Now, if you want a diversion from going to places and killing people, the game does offer settlement development as an activity that you can do, though in order to make any real headway, you’ll still need to explore the wasteland and kill people so you can gather the necessary junk to turn into furniture and upgrades for your settlements.  When I first started up the game, I probably spent about five hours just fiddling with Sanctuary Hills, the starter settlement that the game uses to teach you about the basics of the management mechanic, and it was mildly satisfying, though when I finished the tutorial questline, there wasn’t any really big reward offered.  I got a pat on the back by the NPCs for making their lives marginally less miserable and was shuffled over to the Minutemen quests, which I eventually learned involve a literally endless series of quests built around (you guessed it!) going to the place, killing the people, getting the thing, and leaving the place.  Yeah, each successful quest rewarded me with a new settlement that I could play with, but after a while it just got to be too much, since you have to mule your own junk to new settlements to build stuff (I spent a lot of levels building up my charisma just so I could get the perk that lets you build supply lines between settlements so I wouldn’t have to do this; however many hours later, I still don’t know how this mechanic works because the game can’t be bothered to explain it).  Essentially, while the early game goes out of its way to let you know there’s this cool new feature in the game, it’s never integrated in a way that feels meaningful to what the rest of the game is about.  The one nominally nonviolent aspect of Fallout 4, as much as I wanted to like it, strikes me as a failure.

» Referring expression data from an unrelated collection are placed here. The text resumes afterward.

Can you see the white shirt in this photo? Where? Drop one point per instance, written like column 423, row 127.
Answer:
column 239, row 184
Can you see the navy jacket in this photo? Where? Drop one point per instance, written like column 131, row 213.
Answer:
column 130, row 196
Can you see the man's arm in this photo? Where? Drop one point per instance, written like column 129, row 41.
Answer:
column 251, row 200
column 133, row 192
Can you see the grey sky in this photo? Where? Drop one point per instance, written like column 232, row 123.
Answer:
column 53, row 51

Ironically, my disillusionment with Fallout 4 comes right when it’s gathering its accolades from the gaming industry.  At the DICE Awards Fallout 4 walked away with Game of the Year, Role-Playing / Massively Multiplayer Game of the Year (serious what the hell moment on that; why would anyone lump RPGs and MMOs in the same category?), and Outstanding Achievement in Game Direction.  In a lot of ways, I feel like the game’s getting rewarded for being part of a series with a good pedigree rather than actually being a distinguished game in its own right, and while I don’t typically care about game industry awards (there are usually too many different outlets giving awards for any of them to be meaningful as markers of excellence), this particular instance highlights for me a growing feeling of disconnection from the tastes of mainstream developers.  Going in, everything about Fallout 4 suggested I would love it.  I’m a long time fan of Bethesda’s sandbox games, and the Fallout series has such a quirky satirical attitude.  Instead, I just got tired of the pattern.  I’ve written before a little bit about my fading interest in games built around a mechanic of violence (as much as I enjoyed BioShock Infinite, I think that game put the last nail in the coffin for my interest in conventional shooters), and it’s becoming increasingly apparent to me that mainstream game development is really infatuated with the shooting mechanic.  Fallout 4 lacks depth as a Western style RPG, but I think that because it features some well-refined shooting mechanics it’s getting more praise than it really deserves.